Wat nog wel leuk is: in de slotfase creëert Feyenoord wat kansjes, met Fer en twee keer Sinisterra. Zoiets gebeurt vaak, en het doet me telkens denken aan wat ik ooit las over voetbaltrainer Graham Taylor in Inverting the Pyramid van Jonathan Wilson: als je met zulk ‘opportunistisch’ alles-of-nietsvoetbal zo veel kansen krijgt, waarom doe je dat dan niet vanaf het begin? Taylor deed precies dat in de jaren zeventig en tachtig met veel succes bij Watford.
Tot de volgende nieuwsbrief.
Lees-, kijk-, luistertips
- Pieter Zwart analyseerde het PSV van Roger Schmidt.
- Rory Smith schreef over de wonderlijke carrière van Bruno Fernandes, dragende speler van Manchester United, de *checks notes* koploper van de Premier League.
- Wat doe je als je levenswerk blijkt te zijn gebaseerd op een foutje? Retraction Watch schreef een mooi stuk over een onderzoeker, Nicola Smith, die precies dit overkwam. Smith koos voor de eerlijke maar moeilijke weg om de fout te herstellen en haar carrière en die van haar mede-onderzoekers schade toe te brengen op de korte termijn.

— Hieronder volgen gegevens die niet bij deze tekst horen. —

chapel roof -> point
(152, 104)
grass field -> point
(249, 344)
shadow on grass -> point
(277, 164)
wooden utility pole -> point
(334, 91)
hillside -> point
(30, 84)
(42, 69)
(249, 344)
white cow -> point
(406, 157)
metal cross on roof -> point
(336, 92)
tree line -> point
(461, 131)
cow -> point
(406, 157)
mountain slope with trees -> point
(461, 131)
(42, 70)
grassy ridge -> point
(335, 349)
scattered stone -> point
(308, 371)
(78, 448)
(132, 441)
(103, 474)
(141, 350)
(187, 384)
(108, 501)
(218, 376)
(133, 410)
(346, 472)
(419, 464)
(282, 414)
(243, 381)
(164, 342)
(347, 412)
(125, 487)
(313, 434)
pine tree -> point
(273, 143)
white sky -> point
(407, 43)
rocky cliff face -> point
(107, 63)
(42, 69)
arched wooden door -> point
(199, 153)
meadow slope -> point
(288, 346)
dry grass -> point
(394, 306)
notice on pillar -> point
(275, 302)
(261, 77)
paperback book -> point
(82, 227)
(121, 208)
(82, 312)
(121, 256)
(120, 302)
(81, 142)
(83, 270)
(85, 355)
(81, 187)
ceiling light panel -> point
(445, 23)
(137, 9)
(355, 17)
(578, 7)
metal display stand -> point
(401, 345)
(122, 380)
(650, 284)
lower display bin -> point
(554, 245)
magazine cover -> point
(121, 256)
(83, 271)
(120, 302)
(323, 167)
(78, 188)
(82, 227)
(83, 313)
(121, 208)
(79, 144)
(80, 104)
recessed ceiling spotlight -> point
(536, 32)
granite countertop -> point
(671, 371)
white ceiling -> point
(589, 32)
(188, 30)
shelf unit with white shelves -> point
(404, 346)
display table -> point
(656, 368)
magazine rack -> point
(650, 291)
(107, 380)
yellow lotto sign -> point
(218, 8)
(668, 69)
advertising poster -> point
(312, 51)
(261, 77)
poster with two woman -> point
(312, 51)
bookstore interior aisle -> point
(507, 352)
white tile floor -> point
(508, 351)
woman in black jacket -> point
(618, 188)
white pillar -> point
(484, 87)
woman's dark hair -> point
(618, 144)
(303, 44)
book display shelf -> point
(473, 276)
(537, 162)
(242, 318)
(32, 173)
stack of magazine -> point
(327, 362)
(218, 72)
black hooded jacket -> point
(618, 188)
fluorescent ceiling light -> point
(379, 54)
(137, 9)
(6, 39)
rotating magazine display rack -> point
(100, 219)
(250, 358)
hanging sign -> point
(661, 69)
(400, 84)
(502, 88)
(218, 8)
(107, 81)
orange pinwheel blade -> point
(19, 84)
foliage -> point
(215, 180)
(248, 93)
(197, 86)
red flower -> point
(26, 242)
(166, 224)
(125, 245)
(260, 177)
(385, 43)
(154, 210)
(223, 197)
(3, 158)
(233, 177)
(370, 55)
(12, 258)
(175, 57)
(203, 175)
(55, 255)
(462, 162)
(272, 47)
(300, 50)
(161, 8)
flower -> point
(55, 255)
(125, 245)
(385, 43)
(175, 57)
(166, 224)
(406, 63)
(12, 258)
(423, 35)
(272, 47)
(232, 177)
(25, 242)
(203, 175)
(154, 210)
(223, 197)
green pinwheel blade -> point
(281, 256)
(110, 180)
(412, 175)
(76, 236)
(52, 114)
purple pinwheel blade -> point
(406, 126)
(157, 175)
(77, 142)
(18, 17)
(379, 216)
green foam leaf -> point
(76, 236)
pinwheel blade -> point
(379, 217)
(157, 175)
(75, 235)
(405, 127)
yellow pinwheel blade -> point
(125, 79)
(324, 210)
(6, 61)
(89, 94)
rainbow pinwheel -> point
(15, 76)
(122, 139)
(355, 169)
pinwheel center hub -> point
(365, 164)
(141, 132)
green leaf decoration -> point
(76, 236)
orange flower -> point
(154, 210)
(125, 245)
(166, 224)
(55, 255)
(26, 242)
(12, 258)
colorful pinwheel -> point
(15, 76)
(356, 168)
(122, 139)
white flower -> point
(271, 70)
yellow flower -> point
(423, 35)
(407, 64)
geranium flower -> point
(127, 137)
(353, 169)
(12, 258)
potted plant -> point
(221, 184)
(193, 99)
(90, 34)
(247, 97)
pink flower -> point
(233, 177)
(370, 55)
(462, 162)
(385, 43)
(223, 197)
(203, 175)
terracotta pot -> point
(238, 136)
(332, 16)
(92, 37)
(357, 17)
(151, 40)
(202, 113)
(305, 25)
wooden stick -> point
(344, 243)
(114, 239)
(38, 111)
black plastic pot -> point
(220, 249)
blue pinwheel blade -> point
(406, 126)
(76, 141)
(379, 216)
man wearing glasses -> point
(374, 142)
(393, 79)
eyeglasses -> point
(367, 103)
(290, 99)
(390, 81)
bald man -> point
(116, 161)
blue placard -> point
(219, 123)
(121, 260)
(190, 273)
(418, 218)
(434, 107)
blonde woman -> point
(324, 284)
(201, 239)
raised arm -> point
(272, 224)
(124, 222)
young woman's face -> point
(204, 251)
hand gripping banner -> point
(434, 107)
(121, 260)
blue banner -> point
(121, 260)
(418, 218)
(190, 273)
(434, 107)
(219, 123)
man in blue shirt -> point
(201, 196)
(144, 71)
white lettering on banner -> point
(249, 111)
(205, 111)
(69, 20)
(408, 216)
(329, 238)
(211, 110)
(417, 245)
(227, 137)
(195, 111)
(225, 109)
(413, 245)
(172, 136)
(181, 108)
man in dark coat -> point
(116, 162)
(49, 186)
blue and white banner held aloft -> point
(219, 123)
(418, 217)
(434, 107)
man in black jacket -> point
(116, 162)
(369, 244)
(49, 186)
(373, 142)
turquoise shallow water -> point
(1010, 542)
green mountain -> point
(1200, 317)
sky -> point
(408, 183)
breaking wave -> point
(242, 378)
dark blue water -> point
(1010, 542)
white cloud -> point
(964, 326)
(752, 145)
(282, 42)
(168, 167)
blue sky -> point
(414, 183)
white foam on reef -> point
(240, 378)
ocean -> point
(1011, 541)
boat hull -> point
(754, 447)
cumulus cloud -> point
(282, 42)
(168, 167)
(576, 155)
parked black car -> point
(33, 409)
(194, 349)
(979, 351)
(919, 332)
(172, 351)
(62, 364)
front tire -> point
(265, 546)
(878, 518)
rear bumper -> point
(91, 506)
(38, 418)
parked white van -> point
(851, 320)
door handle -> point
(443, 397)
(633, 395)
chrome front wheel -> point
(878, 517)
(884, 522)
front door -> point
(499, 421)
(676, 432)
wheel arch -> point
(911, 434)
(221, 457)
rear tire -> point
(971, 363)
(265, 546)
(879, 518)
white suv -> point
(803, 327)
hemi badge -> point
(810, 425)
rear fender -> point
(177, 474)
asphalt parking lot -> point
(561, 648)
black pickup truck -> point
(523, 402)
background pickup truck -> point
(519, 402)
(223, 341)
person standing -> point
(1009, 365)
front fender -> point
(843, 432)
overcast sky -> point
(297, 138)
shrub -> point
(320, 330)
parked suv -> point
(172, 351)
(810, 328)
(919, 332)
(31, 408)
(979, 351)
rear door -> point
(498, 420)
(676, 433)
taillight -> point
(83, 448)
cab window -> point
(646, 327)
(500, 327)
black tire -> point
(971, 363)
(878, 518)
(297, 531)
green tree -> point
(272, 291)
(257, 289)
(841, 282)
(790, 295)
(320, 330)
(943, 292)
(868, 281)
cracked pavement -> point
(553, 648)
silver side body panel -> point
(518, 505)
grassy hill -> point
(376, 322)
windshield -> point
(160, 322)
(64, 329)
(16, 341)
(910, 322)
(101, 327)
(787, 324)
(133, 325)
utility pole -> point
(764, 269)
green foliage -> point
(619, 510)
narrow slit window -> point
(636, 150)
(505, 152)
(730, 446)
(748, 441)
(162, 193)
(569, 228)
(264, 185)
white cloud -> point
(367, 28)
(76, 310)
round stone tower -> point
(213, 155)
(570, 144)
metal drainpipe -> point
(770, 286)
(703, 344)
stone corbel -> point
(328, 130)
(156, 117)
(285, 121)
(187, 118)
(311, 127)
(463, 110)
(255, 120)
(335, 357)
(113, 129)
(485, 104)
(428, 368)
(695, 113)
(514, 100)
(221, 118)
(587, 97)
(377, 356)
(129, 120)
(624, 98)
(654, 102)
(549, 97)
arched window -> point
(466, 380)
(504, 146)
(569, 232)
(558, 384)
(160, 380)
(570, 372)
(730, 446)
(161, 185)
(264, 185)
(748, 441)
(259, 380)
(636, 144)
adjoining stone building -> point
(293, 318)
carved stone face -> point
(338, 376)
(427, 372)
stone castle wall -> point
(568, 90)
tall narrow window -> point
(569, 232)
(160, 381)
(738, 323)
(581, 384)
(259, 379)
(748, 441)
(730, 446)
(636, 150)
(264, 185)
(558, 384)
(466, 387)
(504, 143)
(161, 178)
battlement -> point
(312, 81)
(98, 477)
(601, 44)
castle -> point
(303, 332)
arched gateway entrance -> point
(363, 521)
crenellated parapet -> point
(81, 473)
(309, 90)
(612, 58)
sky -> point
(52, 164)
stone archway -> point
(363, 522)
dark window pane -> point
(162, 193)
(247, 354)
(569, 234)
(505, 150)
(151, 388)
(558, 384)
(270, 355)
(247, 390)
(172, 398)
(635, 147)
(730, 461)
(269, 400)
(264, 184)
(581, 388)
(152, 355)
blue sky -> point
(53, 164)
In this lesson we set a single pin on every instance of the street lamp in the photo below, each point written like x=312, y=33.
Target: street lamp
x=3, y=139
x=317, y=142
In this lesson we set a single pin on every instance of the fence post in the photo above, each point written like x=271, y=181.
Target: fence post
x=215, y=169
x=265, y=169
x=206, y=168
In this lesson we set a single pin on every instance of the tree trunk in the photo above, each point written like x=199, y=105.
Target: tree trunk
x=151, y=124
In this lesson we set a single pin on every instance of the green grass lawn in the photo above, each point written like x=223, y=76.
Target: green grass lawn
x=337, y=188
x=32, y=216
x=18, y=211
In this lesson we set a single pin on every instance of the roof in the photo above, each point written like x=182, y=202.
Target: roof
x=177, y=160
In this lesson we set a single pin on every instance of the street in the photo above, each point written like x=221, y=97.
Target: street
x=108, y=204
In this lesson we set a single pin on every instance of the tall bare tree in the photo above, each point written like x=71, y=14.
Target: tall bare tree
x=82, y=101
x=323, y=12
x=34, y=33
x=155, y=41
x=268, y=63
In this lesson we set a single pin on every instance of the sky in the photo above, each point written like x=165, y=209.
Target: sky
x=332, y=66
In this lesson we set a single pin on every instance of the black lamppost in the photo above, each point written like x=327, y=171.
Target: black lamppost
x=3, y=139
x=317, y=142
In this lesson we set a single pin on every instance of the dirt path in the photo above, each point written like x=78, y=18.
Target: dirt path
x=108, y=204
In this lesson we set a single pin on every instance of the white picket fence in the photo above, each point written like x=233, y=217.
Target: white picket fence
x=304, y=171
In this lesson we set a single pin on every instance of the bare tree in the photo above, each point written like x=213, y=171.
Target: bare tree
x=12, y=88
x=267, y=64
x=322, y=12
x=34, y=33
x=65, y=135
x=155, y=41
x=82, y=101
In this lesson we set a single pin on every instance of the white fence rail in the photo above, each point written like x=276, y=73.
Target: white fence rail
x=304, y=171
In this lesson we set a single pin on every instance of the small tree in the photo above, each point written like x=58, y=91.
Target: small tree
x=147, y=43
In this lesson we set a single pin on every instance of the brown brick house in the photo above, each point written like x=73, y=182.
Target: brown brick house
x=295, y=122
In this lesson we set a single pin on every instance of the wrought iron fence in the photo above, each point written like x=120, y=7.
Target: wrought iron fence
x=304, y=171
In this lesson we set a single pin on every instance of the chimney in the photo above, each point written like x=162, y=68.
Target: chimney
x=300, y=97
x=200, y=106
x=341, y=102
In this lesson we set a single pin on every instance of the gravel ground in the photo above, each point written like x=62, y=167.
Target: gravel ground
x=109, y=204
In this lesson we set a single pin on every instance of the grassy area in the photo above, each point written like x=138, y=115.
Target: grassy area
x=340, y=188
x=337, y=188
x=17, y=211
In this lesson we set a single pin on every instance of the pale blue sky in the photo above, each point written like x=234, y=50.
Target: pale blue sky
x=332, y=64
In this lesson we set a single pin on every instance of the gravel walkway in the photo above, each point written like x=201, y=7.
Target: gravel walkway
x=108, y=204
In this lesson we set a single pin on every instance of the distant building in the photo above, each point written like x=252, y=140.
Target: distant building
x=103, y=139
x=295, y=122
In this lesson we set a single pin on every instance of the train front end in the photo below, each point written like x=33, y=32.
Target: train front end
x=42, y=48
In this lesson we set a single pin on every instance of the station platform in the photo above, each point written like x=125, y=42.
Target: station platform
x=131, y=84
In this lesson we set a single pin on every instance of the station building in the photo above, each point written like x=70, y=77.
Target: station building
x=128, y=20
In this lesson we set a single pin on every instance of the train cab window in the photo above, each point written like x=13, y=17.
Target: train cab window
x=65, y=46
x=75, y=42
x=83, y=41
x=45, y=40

- Luke Mogelson schreef voor The New Yorker een prachtige reportage over de gebeurtenissen rond en in het Capitool op 6 januari. Mogelson ken ik nog van een stuk van zes jaar geleden, 'The Dream Boat'.
- Collega Jesse vertelde bij Op1 over de toeslagenaffaire en zijn boek daarover (voorpublicatie kun je hier lezen, het boek bestel je hier). Een van de conclusies in het boek is dat een beetje meer aandacht voor enkele artikelen in één of twee wetten veel van de ellende had kunnen besparen. Maar die aandacht was er niet – niet bij Kamerleden en niet bij media. Politiek commentator Joost Vullings gaf in het gesprek met Jesse eerlijk toe dat hij nauwelijks wetten leest, en als hij een wet leest, die tekst dan zo technisch is dat hij hem niet begrijpt (hulde voor de reflectie). De sleutel voor Kamer en media (aldus Jesse): niet belangrijk maken wat spannend is, maar spannend maken wat belangrijk is.
- De Financial Times dook in Duitse slachthuizen. (Met link naar Schalke voor wie hem ziet.)
- Er zijn verspreiders van desinformatie, en er zijn bestrijders van desinformatie, zoals Pepijn van Erp. NRC interviewde hem.
- In een zoektocht naar informatie over corona stuitte ik regelmatig op het blog van Bert Hubert; nieuwsbrieflezer Rick Schrijner wees me er ook op. Lezenswaardig.
- Scott Alexander van Slate Star Codex – een schrijver die het complexe helder en spannend kan maken – blogt weer.